Официантка принесла сандвичи. Грегори впился зубами в белый хлеб, откусил и с усилием сглотнул. Непрожеванный сандвич застрял в горле, мешая говорить, но Грегори наконец пропихнул кусок и сказал:
– Так нельзя, Майк. Я не могу тебе лгать. Я трахнул твою подружку.
Он произнес эти слова достаточно громко, чтобы двое работяг за соседним столиком оторвали взгляды от газет и ухмыльнулись.
– Николу? – уточнил я.
– Понятное дело, Николу.
– Правда? – Меня изумила дикость услышанного. – Правда?
– Мы вместе возвращались в Лондон и в поезде разговорились.
– И ты сказал ей, кто ты такой?
– А не нужно было. Она и так все поняла. Она очень умная. А там одно за другое, и, понимаешь, мы пошли к ней, ну там это и случилось. Не бог весть что, и мне не особо понравилось, и я считаю, что она сделала это для того, чтобы позлить тебя, но это случилось.
Что я должен был делать или говорить? Казалось, у меня есть только шаблонные ответы, словно искренность и настоящие чувства невозможны. Я знал, что нужно беситься от ярости, чувствовать себя обманутым, уязвленным, что я должен вспылить, наброситься на него с угрозами, ударить его, выплеснуть ему на колени горячий чай. В иных обстоятельствах, наверное, я бы так и поступил, но сейчас ни один из этих вариантов не годился. Ни один из них не выражал моих подлинных чувств.
Поэтому я лишь спросил:
– Зачем ты мне об этом говоришь?
– Потому что я верю в искренность. Возможно, я скот, но я честный скот.
– Хочешь, чтобы я сказал тебе спасибо? Поздравил тебя с твоей честностью?
– Не знаю я, чего хочу. Взбучки хорошей, наверное, заслуживаю.
– Извини, что не оправдал твоих ожиданий, – сказал я.
– Это всего лишь случайный перепихон, Майк, – льстиво проговорил он. – Всего лишь грубый, животный секс.
До сих пор Никола почему-то ни разу не связывалась у меня с грубым, животным сексом.
– Мне пора.
Я начал вылезать из-за стола, но Грегори схватил меня за руку. Работяги за соседним столиком снова оторвались от газет, на этот раз – с явным омерзением. Я быстро сел и отшвырнул руку Грегори. Наш колченогий столик закачался.
– Я хотел бы искупить вину, – сказал Грегори. – Я могу что-нибудь для тебя сделать? Что-нибудь хорошее?
Он мог, например, извиниться, но я уже понял, что в словаре Грегори нужных слов нет. Да и вправе ли я требовать извинений? Мои отношения с Николой, похоже, оказались даже менее жизнеспособными, чем я надеялся. Я не претендовал на то, что понимаю движения души Николы, но меня искренне изумляло, какого черта она переспала с Грегори.
– Я сделаю для тебя все, – повторил Грегори. – Серьезно.

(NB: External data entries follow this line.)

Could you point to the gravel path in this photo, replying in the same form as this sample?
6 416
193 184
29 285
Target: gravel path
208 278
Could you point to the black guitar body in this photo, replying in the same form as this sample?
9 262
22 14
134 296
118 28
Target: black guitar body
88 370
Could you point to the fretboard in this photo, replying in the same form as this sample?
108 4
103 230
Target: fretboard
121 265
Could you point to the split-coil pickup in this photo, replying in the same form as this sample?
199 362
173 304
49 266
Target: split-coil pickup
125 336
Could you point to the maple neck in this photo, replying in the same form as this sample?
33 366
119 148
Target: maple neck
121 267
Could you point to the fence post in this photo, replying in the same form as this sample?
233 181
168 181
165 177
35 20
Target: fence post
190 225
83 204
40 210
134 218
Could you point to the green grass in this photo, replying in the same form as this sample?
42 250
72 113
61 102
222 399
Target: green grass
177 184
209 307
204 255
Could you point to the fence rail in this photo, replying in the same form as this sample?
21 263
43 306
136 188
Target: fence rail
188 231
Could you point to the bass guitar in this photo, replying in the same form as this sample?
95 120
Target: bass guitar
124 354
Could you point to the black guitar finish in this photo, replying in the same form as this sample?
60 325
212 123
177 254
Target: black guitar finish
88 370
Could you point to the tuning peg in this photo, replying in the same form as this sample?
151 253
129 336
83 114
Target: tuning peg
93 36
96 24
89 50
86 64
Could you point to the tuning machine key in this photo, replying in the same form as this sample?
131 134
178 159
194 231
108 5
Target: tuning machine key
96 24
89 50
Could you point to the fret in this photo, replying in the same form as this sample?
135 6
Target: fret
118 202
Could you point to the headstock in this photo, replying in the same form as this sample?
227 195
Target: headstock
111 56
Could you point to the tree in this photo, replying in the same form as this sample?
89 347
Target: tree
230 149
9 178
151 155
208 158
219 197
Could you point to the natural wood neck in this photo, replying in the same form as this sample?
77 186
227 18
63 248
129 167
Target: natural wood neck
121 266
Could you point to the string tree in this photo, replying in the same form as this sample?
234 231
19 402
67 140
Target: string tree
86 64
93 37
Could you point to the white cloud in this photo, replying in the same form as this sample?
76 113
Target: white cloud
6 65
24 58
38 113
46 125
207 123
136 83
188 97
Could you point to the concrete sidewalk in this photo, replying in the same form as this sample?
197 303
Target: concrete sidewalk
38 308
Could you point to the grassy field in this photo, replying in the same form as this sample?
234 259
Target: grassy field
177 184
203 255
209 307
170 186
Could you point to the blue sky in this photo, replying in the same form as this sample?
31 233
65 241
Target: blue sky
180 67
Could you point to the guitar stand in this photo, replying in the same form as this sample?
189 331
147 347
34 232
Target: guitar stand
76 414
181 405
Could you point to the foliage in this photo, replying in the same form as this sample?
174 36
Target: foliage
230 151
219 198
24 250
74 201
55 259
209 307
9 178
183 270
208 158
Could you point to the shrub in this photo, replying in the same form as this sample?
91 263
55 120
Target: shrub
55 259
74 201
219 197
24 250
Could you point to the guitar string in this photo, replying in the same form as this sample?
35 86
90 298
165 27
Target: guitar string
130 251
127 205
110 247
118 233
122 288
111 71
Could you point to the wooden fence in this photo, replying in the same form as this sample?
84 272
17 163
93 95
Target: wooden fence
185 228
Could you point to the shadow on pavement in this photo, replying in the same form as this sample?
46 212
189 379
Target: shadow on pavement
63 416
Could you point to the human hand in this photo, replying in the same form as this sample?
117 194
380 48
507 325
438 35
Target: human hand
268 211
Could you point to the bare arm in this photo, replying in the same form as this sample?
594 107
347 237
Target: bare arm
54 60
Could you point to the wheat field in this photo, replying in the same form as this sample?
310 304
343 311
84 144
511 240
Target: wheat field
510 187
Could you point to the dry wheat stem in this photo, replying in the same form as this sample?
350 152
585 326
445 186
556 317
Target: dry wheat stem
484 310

– Ну что ж, мне кажется, одну любезность ты мне можешь оказать.
* * *
В тот же день я позвонил Николе и сказал, что не сержусь и не расстроен, но видеть ее больше не хочу, и вообще уезжаю, и пусть она не пытается со мной связаться. Никола ответила, что хорошо меня понимает. А затем я позвонил Алисии Кроу:
– Алисия. Я хочу кое в чем признаться.
– Признаться?
Я услышал ее голос, и она тут же возникла передо мной. Я видел ее лицо, волосы, глаза, ее очки, большое красное пальто; хотя, раз она сейчас в клинике, вряд ли на ней пальто. Я попробовал представить ее кабинет – он, конечно, меньше, чем у Линсейда, и, конечно, не такой пустой: на стене несколько картин, на столе – фотографии родных и близких, пара экзотических растений, быть может, ваза с цветами. Что это было: неизбежность или моя глупость? Разве не со всеми такое происходит? Мы звоним кому-то домой и воображаем дом. Слышим по телефону знакомый голос и представляем себе черты собеседника. А если голос незнакомый, разве мы не домысливаем лицо, визуально органичное особенностям голоса?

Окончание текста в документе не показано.